L’occasion que j’attendais se présenta bientôt : l’enfant s’étant endormi, sa mère le déposa dans un berceau, après quoi elle se dirigea vers la cuisine, accompagnée de la vieille Candide, emportant la lampe, et fermant avec précautions la porte, entre la cuisine et la salle, afin, sans doute, qu’aucun bruit ne vînt éveiller son enfant.

Ayant attendu quelques instants, afin d’être certain de ne pas être surpris, j’entrai dans la salle et me dirigeai vers le berceau, marchant sur la pointe des pieds… Si l’enfant pouvait ne pas s’éveiller, au moins !… Pour le moment, il dormait, à poings fermés, et qu’il était beau, dans son sommeil ! Et cet ange était à moi, à moi ; j’avais le droit de le prendre !…

Avec d’infinies précautions, je le pris dans mes bras, et l’ayant enveloppé dans les couvertures que je pris dans le berceau, je m’enfuis vers l’endroit où j’avais laissé mon cheval. En un clin d’œil, j’eus sauté en selle, et aussitôt, ma monture partit au galop, dans la direction de La Maisonnette.

— Il m’appartient ! Il est à moi ! me disais-je, en pressant l’enfant dans mes bras. J’avais le droit de le prendre !… Il vivra dans le luxe, tandis que, si je l’avais laissé à sa mère, il aurait vécu dans la pauvreté, la presque misère !

J’essayais ainsi d’engourdir ma conscience, d’apaiser mes remords.

Je plaçai mon fils en nourrice, jusqu’à ce qu’il eut atteint l’âge de deux ans, puis je l’installai au « château », le faisant passer pour mon neveu, dont le père venait de mourir.

Cinq ans s’écoulèrent… Un jour, il me prit fantaisie de retourner à La Masure, voir ce qui s’y passait. La maison était fermée, « abandonnée, depuis près de quatre ans » m’apprit-on.

Adroitement, je questionnai quelques personnes des environs, et elles me dirent qu’après la disparition de son enfant, Annine avait quitté furtivement La Masure, une nuit ; elle allait à la recherche de son bébé, « qu’un chemineau lui avait volé, certain soir », disait-elle.
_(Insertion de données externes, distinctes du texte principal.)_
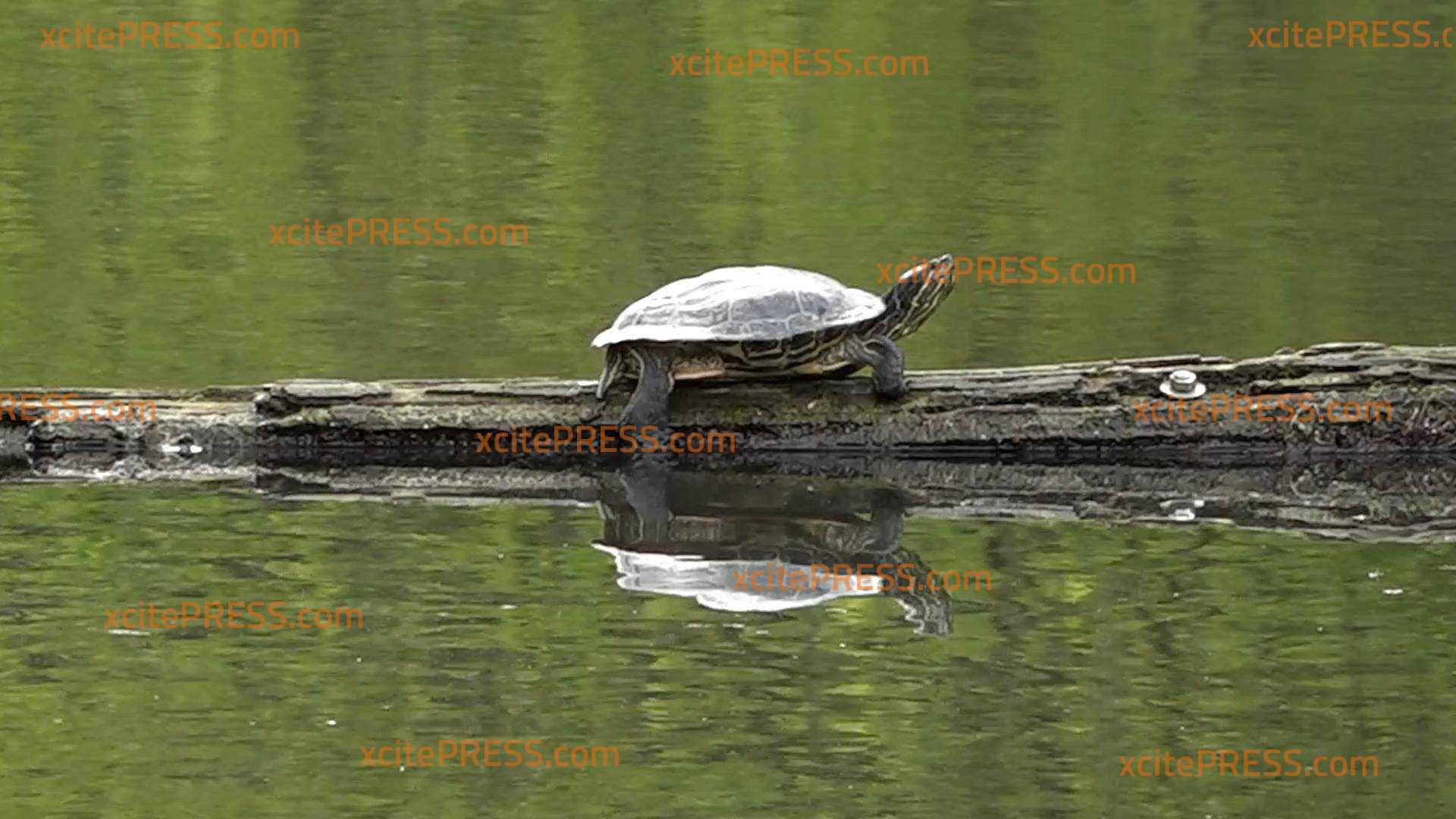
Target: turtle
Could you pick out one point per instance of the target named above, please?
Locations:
(764, 321)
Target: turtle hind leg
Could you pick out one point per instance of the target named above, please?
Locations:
(648, 406)
(886, 360)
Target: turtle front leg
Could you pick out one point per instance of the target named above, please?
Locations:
(886, 362)
(648, 406)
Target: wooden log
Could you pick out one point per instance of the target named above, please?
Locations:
(1057, 411)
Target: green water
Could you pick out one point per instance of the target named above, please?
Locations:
(1267, 199)
(1094, 643)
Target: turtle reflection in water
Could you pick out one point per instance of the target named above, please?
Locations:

Puis, la vieille Candide, restée seule fut trouvée morte, quelques semaines plus tard ; elle avait été inconsolable, après le départ de la jeune femme, disait-on, et elle n’avait pas tardé à mourir, d’une syncope du cœur.

Annine… personne ne savait ce qu’elle était devenue… Elle avait été vue, prétendait-on, aux environs de la Pointe Bleue… On croyait qu’elle avait perdu la raison… Continuellement, elle cherchait son enfant ; mangeant à peine, ne dormant que peu, on l’avait rencontrée, errant à l’aventure, et demandant partout, la pauvre malheureuse, si on avait vu son petit Paul, son bébé chéri…
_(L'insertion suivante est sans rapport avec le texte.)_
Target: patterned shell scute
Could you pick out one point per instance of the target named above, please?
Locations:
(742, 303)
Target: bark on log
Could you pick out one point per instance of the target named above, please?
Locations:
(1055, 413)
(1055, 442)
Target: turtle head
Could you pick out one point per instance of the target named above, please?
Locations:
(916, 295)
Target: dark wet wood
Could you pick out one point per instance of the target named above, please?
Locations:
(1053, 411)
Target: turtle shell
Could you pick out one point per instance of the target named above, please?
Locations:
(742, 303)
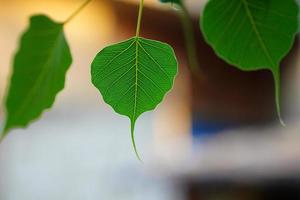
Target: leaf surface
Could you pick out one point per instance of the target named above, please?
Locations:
(133, 76)
(39, 70)
(251, 34)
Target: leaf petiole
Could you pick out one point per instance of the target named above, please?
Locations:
(138, 26)
(74, 14)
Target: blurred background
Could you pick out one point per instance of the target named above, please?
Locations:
(213, 138)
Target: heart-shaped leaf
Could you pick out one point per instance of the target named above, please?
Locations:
(133, 76)
(39, 70)
(251, 34)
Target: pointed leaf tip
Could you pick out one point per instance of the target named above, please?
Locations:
(252, 35)
(134, 76)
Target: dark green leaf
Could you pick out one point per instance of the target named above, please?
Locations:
(133, 76)
(251, 34)
(39, 71)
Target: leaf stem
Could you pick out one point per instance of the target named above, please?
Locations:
(138, 26)
(74, 14)
(277, 83)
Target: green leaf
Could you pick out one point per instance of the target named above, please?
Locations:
(39, 70)
(252, 34)
(133, 76)
(178, 2)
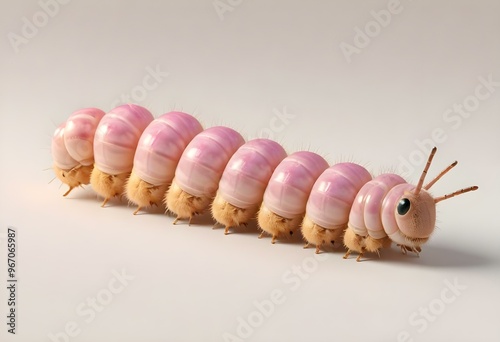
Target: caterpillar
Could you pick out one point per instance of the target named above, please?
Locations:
(174, 161)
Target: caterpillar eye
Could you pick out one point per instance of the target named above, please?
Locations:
(403, 206)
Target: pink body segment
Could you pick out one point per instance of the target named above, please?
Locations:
(203, 161)
(333, 194)
(365, 218)
(161, 146)
(291, 183)
(117, 136)
(79, 134)
(60, 155)
(248, 172)
(72, 143)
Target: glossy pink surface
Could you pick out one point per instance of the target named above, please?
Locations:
(246, 175)
(365, 216)
(291, 183)
(117, 136)
(60, 155)
(161, 145)
(79, 134)
(334, 192)
(204, 159)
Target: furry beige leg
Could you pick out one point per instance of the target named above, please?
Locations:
(142, 193)
(106, 185)
(277, 225)
(317, 235)
(183, 204)
(74, 177)
(229, 215)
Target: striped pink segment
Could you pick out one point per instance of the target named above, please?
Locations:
(333, 194)
(117, 137)
(204, 159)
(161, 146)
(289, 187)
(246, 175)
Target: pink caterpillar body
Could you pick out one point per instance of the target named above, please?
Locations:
(173, 159)
(199, 171)
(286, 194)
(244, 180)
(158, 152)
(115, 143)
(72, 147)
(330, 201)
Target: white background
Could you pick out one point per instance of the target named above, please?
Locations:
(239, 68)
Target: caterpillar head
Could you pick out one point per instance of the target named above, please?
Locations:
(415, 209)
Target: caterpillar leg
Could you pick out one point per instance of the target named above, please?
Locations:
(142, 193)
(74, 177)
(363, 244)
(230, 215)
(360, 255)
(107, 185)
(276, 225)
(183, 204)
(405, 249)
(317, 235)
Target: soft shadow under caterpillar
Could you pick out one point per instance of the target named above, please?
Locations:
(172, 159)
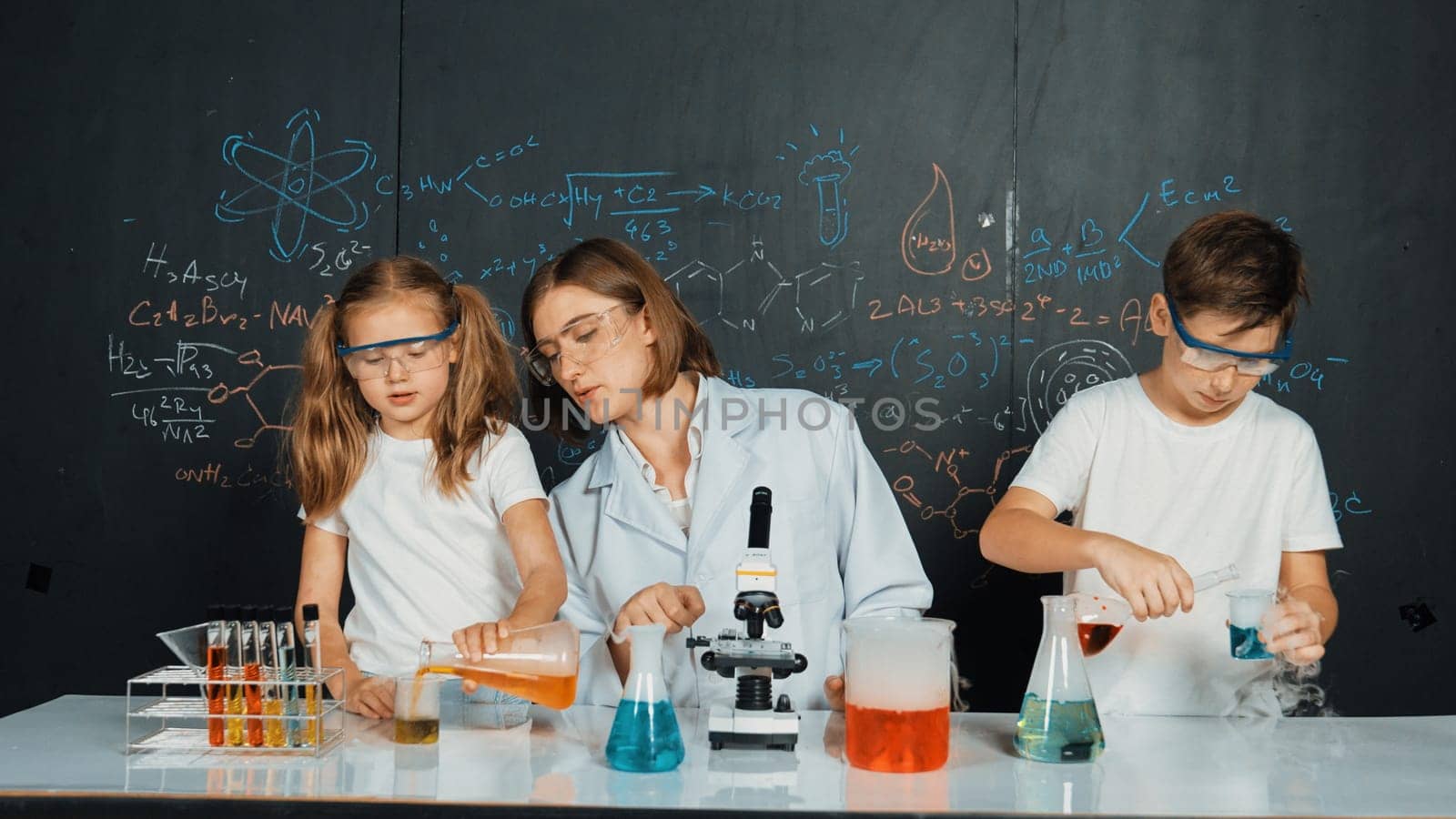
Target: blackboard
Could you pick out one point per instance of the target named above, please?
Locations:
(888, 203)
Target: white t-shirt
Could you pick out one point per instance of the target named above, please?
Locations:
(422, 564)
(1241, 491)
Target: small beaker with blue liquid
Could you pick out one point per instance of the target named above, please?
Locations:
(1059, 720)
(1247, 610)
(644, 733)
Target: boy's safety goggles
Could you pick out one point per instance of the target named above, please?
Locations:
(584, 341)
(414, 354)
(1210, 358)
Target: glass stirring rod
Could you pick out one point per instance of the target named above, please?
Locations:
(1210, 579)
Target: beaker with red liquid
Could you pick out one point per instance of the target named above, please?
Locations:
(897, 693)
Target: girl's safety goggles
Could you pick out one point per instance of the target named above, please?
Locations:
(1210, 358)
(414, 354)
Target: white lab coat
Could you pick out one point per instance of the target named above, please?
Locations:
(836, 538)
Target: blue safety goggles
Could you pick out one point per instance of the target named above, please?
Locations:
(417, 353)
(1212, 358)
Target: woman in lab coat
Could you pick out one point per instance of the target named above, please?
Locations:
(654, 523)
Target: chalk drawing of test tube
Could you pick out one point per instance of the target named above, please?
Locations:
(827, 171)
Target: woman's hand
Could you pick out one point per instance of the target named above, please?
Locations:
(834, 693)
(473, 642)
(674, 606)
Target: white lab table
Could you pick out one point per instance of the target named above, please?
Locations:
(73, 749)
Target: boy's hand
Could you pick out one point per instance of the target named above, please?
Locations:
(1152, 583)
(1292, 629)
(834, 693)
(371, 697)
(473, 642)
(674, 606)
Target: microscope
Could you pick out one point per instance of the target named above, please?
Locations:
(754, 720)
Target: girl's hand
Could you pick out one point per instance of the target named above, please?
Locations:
(1292, 629)
(1152, 583)
(674, 606)
(834, 693)
(475, 642)
(371, 697)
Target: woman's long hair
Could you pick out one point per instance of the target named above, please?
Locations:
(332, 426)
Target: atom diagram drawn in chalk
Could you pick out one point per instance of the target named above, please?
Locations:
(296, 186)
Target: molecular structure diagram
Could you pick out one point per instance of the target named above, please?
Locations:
(222, 392)
(982, 497)
(750, 288)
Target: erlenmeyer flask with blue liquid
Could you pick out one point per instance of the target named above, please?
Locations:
(644, 733)
(1059, 720)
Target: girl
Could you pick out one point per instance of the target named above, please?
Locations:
(412, 479)
(652, 526)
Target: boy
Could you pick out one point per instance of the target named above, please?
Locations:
(1183, 470)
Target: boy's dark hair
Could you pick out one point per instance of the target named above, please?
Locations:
(1237, 263)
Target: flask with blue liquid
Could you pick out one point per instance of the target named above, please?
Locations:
(1059, 720)
(644, 733)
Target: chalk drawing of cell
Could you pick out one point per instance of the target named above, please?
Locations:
(1062, 370)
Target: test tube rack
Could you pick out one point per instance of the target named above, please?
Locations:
(167, 710)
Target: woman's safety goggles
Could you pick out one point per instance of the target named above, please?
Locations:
(584, 341)
(1212, 358)
(412, 354)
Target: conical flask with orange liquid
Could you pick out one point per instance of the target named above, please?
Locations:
(536, 663)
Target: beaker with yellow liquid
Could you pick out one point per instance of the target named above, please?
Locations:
(536, 663)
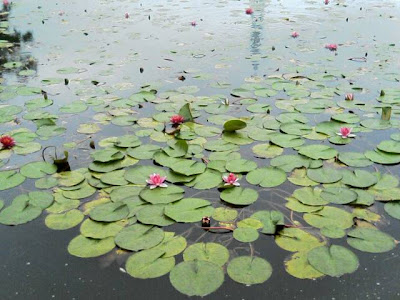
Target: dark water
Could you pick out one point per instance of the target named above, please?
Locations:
(94, 36)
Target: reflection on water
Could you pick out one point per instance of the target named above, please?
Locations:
(95, 37)
(256, 37)
(14, 53)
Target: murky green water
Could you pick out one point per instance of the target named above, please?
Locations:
(226, 49)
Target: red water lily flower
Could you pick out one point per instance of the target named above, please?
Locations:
(349, 97)
(7, 141)
(156, 180)
(249, 11)
(332, 47)
(231, 179)
(177, 119)
(345, 132)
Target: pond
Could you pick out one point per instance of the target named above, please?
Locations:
(277, 122)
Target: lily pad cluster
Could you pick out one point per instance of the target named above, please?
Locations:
(276, 134)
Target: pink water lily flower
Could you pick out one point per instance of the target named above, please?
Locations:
(349, 97)
(249, 11)
(156, 180)
(345, 132)
(332, 47)
(7, 142)
(295, 34)
(177, 119)
(231, 179)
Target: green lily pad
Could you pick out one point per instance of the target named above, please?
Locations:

Puis, un jour, elle avait disparu complètement… Et, Paul, je ne sais pas encore, à l’heure qu’il est, si ta pauvre mère est vivante, ou si elle est morte…

C’est là le triste roman de ma vie, mon fils…

Mais, je vais te confier une mission, une mission sacrée : celle de faire des recherches, de ton côté, afin d’essayer de découvrir ce qu’est devenue ma femme… ta mère, Paul… « Après toutes ces années » ! me diras-tu. Oui, après toutes ces années écoulées, depuis que j’ai, pour la dernière fois, entendu parler d’elle, la pauvre abandonnée. Informe-toi, et si tu peux découvrir où elle a été enterrée (car je suis persuadé qu’elle n’est plus, depuis longtemps) tu feras exhumer ses restes, et les feras inhumer dans le cimetière de Québec, à côté de ma dépouille, à moi, le misérable, l’indigne époux d’une sainte.

Mon fils, pardon !… Ah ! pardon !… Je t’ai tant aimé !

Ton père qui t’affectionne tendrement,

DELMAS FIERMONT ».

Ainsi se terminait la lettre de Delmas Fiermont à son fils Paul.